Located in the heart of the city on 60 acres made available by the Government of Uganda, the Hospital will offer world-class care in everything from cardiology to infectious diseases, from neurology to obstetrics and gynaecology. With the Hospital in place, Ugandans will no longer need to leave the country in order to receive the very best care. And, very importantly, it will provide high-quality emergency care to patients suffering from heart attacks, serious injuries from traffic accidents, and other urgent conditions where a rapid response can make the difference between life and death.

As a teaching hospital, it will also make an essential contribution to the task of increasing the number of highly skilled health professionals in Uganda, such as nurses, midwives, specialist doctors, laboratory technicians and biomedical engineers, among others.

In his speech here in Kampala announcing the establishment of the Hospital, His Highness the Aga Khan, Chancellor of the Aga Khan University, spoke of the need to bring health care that meets global standards to Africa, and for government and the private sector to work together to do so. Africa’s people, he said, “cannot be isolated from the best simply because they have been born in countries outside the Western world.”

When the Hospital is built, he said, “it will have brought to Uganda modern medicine in the best conditions, in intimate partnership with public sector health care.
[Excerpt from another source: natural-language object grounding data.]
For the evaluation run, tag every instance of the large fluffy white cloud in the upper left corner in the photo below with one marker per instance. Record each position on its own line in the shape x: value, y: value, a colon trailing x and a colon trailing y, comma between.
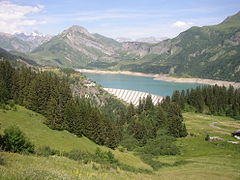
x: 13, y: 17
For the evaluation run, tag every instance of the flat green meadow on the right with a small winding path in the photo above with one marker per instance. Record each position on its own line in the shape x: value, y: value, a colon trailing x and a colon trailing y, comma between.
x: 201, y: 159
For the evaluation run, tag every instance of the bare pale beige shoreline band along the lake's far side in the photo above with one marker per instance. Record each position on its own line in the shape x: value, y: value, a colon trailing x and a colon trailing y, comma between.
x: 164, y: 77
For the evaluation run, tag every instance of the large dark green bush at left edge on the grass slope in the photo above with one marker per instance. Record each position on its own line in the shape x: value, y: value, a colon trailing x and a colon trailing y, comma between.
x: 15, y: 141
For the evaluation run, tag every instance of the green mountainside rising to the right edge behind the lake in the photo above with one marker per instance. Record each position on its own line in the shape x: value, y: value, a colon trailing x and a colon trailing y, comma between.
x: 205, y: 52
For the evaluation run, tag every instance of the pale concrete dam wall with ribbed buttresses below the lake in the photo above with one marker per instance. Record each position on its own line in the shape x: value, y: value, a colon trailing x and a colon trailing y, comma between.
x: 131, y: 96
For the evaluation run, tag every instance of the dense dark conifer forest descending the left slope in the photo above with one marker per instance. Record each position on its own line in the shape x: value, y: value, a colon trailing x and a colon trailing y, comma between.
x: 50, y: 95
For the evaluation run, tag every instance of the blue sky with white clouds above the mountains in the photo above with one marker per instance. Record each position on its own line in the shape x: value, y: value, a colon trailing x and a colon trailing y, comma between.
x: 114, y: 18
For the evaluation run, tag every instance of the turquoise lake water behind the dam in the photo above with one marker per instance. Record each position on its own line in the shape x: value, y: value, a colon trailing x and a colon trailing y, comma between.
x: 138, y: 83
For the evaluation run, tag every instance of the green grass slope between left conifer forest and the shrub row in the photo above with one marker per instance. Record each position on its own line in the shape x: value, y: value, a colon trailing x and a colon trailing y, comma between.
x: 40, y: 135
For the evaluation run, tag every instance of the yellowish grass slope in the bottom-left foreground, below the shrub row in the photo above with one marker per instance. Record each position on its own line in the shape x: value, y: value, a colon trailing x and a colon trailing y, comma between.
x: 23, y: 167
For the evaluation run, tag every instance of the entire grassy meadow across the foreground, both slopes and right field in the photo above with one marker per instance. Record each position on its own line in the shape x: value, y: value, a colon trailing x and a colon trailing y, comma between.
x: 199, y: 159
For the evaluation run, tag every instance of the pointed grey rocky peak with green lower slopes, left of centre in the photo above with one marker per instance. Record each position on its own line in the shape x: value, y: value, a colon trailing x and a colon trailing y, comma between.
x: 76, y: 47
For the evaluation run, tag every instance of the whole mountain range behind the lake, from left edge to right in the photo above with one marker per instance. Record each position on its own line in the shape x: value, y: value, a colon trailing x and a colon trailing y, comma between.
x: 202, y: 52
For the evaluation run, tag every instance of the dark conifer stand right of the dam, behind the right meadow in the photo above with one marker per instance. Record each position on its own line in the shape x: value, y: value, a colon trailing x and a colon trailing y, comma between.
x: 209, y: 99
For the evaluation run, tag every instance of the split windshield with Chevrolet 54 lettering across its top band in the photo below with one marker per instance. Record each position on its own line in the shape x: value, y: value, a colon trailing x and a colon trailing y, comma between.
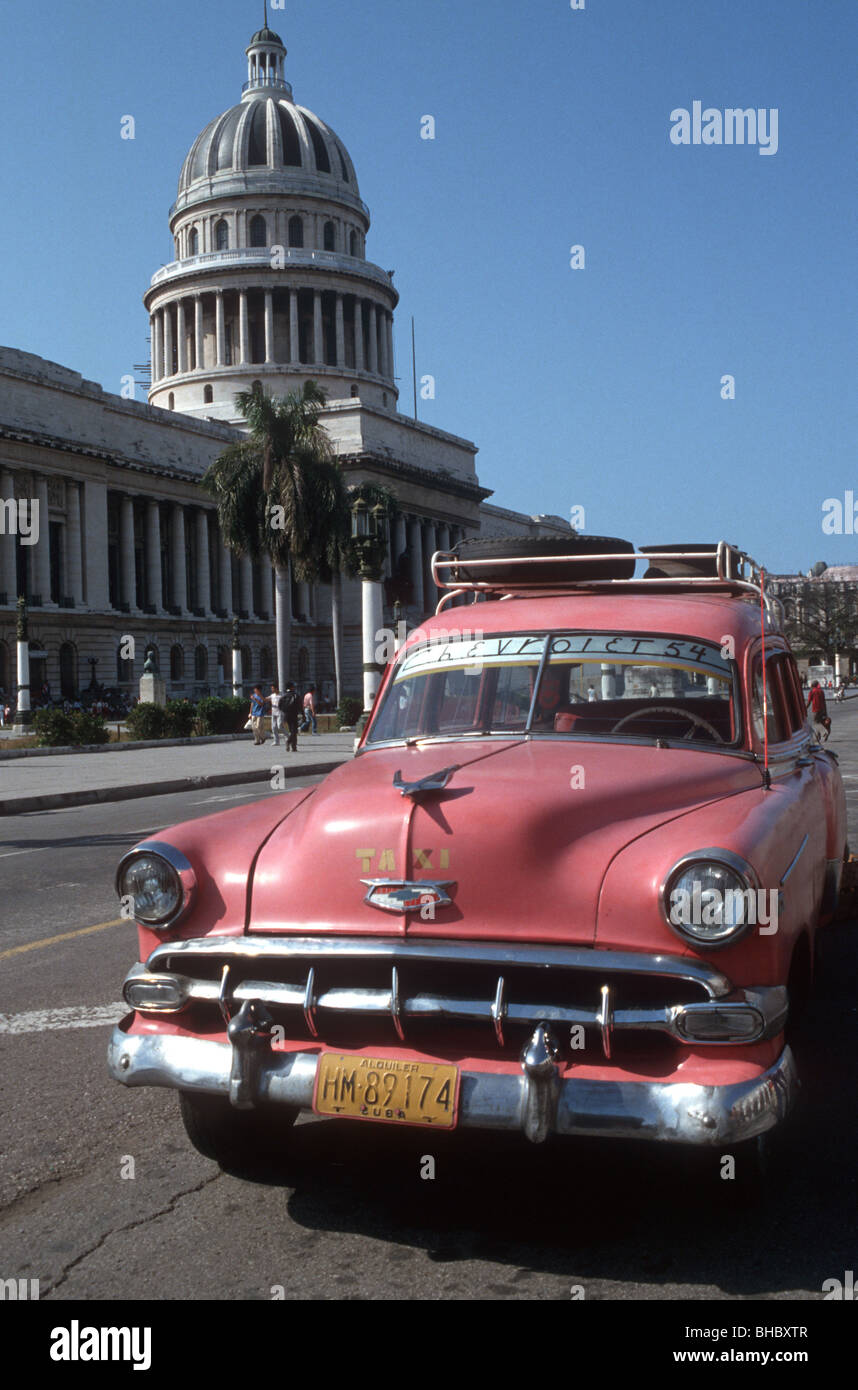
x: 581, y: 685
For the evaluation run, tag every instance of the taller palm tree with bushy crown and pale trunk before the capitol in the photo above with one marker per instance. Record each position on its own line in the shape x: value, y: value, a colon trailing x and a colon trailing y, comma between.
x: 280, y: 494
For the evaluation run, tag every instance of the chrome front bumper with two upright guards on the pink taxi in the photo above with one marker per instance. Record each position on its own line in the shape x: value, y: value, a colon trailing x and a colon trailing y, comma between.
x: 537, y: 1102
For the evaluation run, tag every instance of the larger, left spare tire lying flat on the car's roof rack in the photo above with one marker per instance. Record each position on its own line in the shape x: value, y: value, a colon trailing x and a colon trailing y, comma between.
x: 504, y: 548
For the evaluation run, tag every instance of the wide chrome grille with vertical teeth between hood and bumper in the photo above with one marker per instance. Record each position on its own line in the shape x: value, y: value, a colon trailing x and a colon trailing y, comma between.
x: 354, y: 990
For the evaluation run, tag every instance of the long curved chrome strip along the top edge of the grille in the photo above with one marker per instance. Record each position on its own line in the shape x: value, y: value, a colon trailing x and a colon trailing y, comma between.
x: 284, y: 947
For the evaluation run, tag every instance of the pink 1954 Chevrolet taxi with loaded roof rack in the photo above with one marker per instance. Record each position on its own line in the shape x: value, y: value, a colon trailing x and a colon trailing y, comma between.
x: 571, y: 883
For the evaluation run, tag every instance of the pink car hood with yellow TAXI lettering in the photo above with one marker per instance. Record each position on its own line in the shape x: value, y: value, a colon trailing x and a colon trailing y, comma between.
x: 524, y: 833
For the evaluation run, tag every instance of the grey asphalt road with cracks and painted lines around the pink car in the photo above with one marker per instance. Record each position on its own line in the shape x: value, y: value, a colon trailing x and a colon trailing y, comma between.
x: 348, y: 1216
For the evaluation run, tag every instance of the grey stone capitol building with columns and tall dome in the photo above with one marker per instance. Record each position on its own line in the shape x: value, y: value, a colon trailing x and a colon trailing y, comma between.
x: 270, y: 284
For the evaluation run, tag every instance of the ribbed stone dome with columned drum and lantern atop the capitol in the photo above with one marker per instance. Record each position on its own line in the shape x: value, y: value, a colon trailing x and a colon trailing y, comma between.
x: 270, y: 280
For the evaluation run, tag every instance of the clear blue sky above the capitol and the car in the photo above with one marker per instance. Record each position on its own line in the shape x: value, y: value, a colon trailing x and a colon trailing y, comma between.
x: 599, y: 387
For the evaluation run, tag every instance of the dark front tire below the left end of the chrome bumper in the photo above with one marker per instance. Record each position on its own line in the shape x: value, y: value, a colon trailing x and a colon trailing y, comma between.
x: 240, y: 1142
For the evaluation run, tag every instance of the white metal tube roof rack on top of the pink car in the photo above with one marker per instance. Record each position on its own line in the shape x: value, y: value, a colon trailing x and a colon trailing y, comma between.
x: 735, y: 572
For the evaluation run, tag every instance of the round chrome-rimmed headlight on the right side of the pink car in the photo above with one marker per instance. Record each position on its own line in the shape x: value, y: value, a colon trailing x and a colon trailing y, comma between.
x: 710, y: 899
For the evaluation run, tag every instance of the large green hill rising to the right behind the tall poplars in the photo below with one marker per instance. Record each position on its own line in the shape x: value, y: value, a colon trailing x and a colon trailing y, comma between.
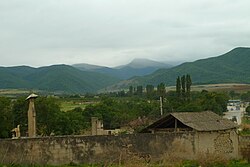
x: 232, y: 67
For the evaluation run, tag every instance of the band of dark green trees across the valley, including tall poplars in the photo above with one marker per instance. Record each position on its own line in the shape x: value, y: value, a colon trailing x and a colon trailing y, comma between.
x: 115, y: 109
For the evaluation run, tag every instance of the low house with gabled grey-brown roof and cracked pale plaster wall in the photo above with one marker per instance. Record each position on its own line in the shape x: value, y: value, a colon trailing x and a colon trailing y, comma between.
x: 206, y: 132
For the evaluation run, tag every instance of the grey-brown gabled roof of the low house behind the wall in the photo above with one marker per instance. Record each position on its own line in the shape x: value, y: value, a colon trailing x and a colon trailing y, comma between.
x: 199, y: 121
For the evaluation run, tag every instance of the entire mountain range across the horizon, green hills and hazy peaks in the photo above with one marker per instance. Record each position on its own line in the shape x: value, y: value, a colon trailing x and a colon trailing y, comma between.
x: 231, y: 67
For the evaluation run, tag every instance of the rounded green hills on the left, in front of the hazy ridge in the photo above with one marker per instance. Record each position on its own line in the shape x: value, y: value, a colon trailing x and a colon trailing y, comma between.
x: 56, y: 78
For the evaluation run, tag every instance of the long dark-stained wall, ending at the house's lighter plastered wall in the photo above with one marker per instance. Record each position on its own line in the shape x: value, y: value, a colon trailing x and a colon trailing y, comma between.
x: 95, y: 149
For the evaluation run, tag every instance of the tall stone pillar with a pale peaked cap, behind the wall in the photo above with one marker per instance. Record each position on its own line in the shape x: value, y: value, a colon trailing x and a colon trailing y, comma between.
x: 32, y: 115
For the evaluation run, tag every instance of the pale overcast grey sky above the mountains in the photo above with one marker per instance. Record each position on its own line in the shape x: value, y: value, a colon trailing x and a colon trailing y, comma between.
x: 114, y: 32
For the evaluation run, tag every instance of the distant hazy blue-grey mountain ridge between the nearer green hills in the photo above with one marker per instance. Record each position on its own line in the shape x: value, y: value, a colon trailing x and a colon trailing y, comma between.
x: 137, y: 67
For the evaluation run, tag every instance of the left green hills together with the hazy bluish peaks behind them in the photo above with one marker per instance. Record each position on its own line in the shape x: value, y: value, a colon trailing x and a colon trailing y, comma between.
x: 79, y: 78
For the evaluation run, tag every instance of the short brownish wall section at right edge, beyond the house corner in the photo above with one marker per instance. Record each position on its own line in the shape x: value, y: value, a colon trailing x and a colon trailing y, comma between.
x: 244, y: 147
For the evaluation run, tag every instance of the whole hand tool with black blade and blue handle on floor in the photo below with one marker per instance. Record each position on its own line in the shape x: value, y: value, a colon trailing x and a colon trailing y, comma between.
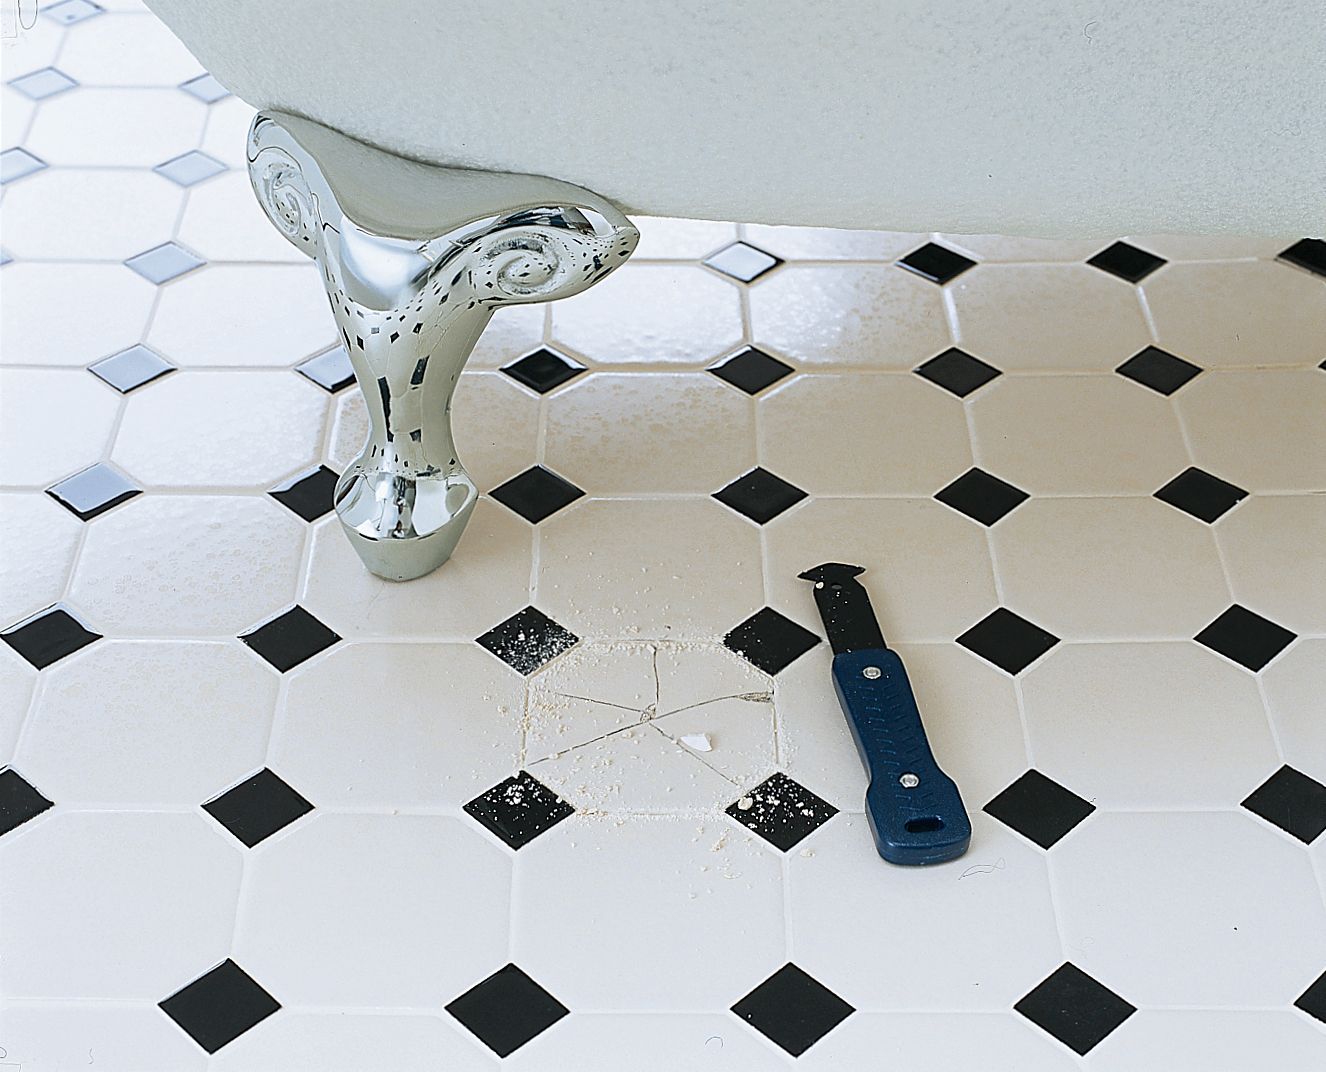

We see the system working as one system, building on capacity, human resources, programming, and forward thinking.”

We are pleased that the Government shares this vision, and that it considers the development of the Hospital a national priority. And we are very grateful for the exceptional support it has provided, and the continuing commitment it has demonstrated to making the Hospital a reality.

At the same time as the University is expanding its role in Uganda’s health care system, it is also helping to improve the quality of pre-primary and primary education. Our Institute for Educational Development is working with other agencies of the Aga Khan Development Network on a five-year project to improve learning outcomes in East Africa, with the support of Global Affairs Canada and Aga Khan Foundation Canada. In Uganda, the Institute has already trained more than 900 heads and deputy heads of schools and educators under this project.

Graduands, some of you may have read or heard about the Uganda Youth Survey conducted by AKU’s East African Institute. It asked 1,800 Ugandans between the ages of 18 and 35 about their values, ambitions and anxieties.

In some cases, it is true, their answers offered cause for concern. Yet the survey also made it clear that a large majority of Uganda’s young people are full of optimism, passion and a sense that the most valuable things in life cannot be measured in shillings.

Seven in 10 said education is more important than money. Asked to name the three things they consider most important, they chose faith over all contenders by a large margin. Approximately three-quarters believe that hard work will be rewarded with success and consider themselves confident and ready to embrace change. More than half said they have the power to make a difference in the world.

We were not in the least surprised by such results. For it is precisely such qualities that have enabled you to succeed here at AKU. During your time with us, you have demonstrated integrity, perseverance, creativity and a deep desire to enable others to develop their talents and lead healthy, fulfilling lives.

Now, you have the opportunity to join the countless people here at AKU, across Uganda and around the world who are working to address the toughest challenges humanity faces.

You will notice I have used the word “opportunity” rather than “responsibility.” I have done so deliberately. Having been president of this University for a decade, I speak from my own experience when I say that to work on behalf of a great cause, to seek to do what has never been done, is an experience as thrilling as any you will ever know.

There is no greater reward than the knowledge that your efforts have deeply and positively impacted the lives of a great many people. The chance to experience that knowledge for yourself is an opportunity indeed – one I urge you not to miss.

Thank you, and congratulations to all of you. I look forward to learning of your many achievements in the years to come.